Wiesz,
Anonimie, Twoje wypowiedzi - przynajmniej w moim odczuciu - jakoś nie do końca wpisują się w temat.
No bo co wspólnego może mieć Twój polityczno-światopoglądowy wykład, z postacią mordercy-pedofila w tle, z nieco żartobliwymi wspominkami o "strachach" ze szczenięcych lat?
Cytat:
Wystarczy poświęcić czas dziecku, żeby wytłumaczyć mu jak działa świat i potrzebę racjonalnego dochodzenia do źródła strachu
|
Cytat:
Zawsze trzeba na spokojnie - usiąść i pomyśleć.
|
To są jedyne dwa zdania z Twoich wypowiedzi, z którymi jestem gotowa się zgodzić.
Cytat:
Dlatego jeszcze raz podkreślę: to trzeba na spokojnie, usiąść i pomyśleć. A już przede wszystkim nie podejmować decyzji w oparciu o emocjonalną reakcję strachu - nawet jeżeli ten strach rzeczywiście pojawi się, nawet jeżeli emocjonalna reakcja będzie usprawiedliwiona to i tak należy odwołać się do racjonalność i zastanowić się nad konsekwencjami.
|
Wybacz, ale które dziecko w wieku, powiedzmy, od 4 do 10 lat, w ten sposób podchodzi do lęków pochodzących czy to z własnej wyobraźni, czy to z realnych źródeł?

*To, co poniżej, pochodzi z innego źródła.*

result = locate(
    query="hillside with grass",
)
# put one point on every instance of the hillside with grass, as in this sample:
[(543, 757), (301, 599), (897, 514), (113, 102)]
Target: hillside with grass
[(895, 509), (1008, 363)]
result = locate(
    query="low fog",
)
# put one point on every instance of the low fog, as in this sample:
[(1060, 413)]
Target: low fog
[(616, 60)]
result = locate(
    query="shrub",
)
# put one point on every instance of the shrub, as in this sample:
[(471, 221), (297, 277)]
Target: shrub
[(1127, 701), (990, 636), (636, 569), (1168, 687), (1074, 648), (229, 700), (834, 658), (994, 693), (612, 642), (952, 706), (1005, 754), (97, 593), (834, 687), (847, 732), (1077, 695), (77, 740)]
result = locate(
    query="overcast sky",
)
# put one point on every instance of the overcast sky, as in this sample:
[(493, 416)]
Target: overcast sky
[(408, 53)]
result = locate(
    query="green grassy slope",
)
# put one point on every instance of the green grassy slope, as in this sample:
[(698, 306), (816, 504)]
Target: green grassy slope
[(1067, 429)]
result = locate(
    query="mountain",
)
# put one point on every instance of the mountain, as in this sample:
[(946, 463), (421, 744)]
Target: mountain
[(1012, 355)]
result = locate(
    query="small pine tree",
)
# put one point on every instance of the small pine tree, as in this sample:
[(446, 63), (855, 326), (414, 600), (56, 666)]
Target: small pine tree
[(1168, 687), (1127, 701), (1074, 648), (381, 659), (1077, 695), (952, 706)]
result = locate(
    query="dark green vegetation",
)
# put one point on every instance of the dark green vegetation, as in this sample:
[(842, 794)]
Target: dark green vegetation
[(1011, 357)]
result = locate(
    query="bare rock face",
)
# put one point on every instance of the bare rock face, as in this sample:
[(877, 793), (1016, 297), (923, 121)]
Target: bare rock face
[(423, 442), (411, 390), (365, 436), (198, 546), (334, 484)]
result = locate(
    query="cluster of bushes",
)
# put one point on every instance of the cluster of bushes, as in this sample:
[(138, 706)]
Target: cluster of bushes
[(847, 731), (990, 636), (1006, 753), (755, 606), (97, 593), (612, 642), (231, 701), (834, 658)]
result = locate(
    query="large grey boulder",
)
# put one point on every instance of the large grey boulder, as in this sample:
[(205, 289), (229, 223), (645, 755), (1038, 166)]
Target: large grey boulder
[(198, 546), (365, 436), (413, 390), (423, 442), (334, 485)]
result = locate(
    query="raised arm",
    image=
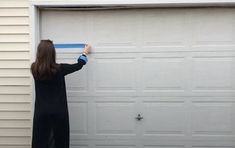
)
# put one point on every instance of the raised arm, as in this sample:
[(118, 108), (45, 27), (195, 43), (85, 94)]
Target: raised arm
[(82, 60)]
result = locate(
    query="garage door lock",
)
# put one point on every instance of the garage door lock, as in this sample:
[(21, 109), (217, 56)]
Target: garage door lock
[(139, 117)]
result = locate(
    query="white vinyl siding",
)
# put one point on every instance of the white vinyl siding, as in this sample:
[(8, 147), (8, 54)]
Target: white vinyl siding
[(15, 78)]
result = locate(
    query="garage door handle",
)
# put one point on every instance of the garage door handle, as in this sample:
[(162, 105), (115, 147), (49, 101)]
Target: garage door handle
[(139, 117)]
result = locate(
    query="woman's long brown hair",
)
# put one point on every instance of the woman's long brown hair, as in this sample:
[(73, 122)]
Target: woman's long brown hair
[(45, 65)]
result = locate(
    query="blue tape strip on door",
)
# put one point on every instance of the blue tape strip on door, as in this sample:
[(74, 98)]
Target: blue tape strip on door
[(69, 45)]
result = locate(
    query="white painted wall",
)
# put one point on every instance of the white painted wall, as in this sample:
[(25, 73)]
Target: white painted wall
[(15, 56), (15, 81)]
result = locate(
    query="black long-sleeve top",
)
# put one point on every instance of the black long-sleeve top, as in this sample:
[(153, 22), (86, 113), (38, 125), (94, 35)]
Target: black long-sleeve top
[(51, 95)]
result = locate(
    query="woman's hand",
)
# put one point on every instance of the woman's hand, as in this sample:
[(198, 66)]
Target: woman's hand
[(87, 49)]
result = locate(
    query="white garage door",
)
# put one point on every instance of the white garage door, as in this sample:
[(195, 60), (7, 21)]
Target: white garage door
[(174, 67)]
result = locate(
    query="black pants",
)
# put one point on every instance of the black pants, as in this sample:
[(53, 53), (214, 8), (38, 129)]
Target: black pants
[(50, 131)]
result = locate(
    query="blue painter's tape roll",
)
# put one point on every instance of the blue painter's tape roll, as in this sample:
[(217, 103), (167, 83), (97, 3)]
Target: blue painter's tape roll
[(69, 45)]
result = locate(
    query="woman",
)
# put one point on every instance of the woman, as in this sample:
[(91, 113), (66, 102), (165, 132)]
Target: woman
[(51, 117)]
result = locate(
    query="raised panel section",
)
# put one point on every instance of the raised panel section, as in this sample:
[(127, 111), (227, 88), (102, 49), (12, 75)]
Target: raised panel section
[(73, 30), (212, 27), (163, 146), (212, 118), (167, 28), (115, 146), (163, 73), (78, 112), (77, 81), (114, 28), (164, 118), (115, 73), (213, 73), (115, 118), (78, 146)]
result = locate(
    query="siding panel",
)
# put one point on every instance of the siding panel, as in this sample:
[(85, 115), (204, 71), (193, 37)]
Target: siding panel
[(14, 64), (15, 77), (14, 46), (15, 90), (14, 38), (14, 29), (24, 20), (7, 98), (14, 55), (14, 12), (20, 72)]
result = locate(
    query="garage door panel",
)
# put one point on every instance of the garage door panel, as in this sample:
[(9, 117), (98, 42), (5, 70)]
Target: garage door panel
[(213, 118), (62, 30), (115, 73), (122, 30), (77, 81), (115, 146), (163, 73), (174, 67), (164, 146), (115, 118), (213, 27), (78, 119), (168, 28), (213, 72), (173, 122)]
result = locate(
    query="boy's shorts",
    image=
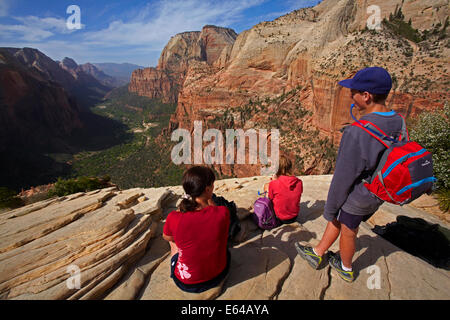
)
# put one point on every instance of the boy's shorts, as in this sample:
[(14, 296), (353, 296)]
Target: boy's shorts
[(352, 221)]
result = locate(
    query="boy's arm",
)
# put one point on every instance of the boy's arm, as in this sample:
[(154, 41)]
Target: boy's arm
[(349, 166)]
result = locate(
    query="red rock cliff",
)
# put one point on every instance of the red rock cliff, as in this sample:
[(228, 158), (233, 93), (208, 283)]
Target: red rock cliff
[(277, 69)]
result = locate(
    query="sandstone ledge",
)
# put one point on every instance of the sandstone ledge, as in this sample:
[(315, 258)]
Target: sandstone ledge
[(114, 238)]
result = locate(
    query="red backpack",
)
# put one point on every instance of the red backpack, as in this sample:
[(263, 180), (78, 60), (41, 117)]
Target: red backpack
[(405, 170)]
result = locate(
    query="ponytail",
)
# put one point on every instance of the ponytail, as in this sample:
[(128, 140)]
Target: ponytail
[(195, 181), (187, 205)]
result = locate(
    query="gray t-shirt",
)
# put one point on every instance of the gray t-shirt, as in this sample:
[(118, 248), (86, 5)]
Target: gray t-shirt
[(358, 157)]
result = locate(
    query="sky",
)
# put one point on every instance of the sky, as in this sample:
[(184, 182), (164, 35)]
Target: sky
[(132, 31)]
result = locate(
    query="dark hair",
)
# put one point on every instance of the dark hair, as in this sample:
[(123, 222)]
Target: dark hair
[(285, 166), (195, 181)]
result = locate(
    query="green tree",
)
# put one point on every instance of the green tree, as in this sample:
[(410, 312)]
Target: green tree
[(432, 131)]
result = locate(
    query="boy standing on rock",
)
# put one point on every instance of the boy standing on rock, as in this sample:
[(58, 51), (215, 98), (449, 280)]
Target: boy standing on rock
[(349, 202)]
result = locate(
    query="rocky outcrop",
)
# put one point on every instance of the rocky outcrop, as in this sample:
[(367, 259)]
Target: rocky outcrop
[(112, 240), (80, 85), (212, 45)]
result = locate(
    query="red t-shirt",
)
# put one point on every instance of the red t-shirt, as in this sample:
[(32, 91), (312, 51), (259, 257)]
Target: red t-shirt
[(285, 193), (201, 237)]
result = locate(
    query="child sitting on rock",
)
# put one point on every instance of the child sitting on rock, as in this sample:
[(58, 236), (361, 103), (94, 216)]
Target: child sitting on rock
[(198, 235), (285, 192)]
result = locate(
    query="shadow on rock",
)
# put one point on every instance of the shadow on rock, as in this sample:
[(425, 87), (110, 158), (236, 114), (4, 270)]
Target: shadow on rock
[(309, 213)]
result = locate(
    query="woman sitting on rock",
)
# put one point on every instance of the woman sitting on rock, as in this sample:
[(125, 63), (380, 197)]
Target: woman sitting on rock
[(198, 235), (285, 192)]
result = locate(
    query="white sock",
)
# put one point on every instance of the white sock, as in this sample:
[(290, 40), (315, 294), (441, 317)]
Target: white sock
[(345, 268)]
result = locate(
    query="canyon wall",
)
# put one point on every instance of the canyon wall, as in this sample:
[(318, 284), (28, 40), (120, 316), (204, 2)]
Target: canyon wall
[(293, 63)]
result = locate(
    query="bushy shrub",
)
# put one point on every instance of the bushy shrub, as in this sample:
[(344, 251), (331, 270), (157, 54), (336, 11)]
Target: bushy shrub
[(432, 131), (9, 199)]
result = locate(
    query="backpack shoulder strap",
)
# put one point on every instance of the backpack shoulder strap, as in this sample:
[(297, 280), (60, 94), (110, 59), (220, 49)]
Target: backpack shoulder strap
[(404, 133), (374, 131)]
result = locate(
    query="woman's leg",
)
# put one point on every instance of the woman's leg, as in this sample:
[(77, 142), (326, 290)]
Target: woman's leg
[(347, 245), (266, 188), (329, 237)]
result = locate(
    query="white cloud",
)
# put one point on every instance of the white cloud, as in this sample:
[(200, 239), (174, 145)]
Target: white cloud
[(156, 23), (4, 8), (138, 36), (32, 28)]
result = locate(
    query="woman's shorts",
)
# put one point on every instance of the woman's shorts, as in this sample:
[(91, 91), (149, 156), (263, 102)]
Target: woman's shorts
[(352, 221), (198, 287)]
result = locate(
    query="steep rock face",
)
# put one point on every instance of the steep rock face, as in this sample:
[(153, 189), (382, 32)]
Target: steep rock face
[(212, 44), (35, 111), (84, 87), (296, 62)]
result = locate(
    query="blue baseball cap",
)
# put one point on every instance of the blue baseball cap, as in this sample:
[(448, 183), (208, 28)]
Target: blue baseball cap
[(374, 80)]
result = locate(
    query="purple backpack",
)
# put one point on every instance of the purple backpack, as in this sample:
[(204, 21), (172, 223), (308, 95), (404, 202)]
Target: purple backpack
[(264, 216)]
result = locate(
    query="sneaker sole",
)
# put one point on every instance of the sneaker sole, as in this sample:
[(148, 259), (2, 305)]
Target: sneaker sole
[(307, 257), (340, 274)]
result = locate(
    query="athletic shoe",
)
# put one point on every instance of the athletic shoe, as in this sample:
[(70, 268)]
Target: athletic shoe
[(308, 254), (336, 263)]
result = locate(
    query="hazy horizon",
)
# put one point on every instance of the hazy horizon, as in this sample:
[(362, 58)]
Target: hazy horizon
[(117, 32)]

No chyba, że mówimy o dziecku, które jest czystej krwi
Wolkanką/Wolkaninem i jest nad wiek inteligentne i opanowane - naturalnie w porównaniu ze swoimi ludzkimi rówieśnikami.
Ale to już science-fiction, a zatem - moim zdaniem - rozmowa na całkiem inny topic.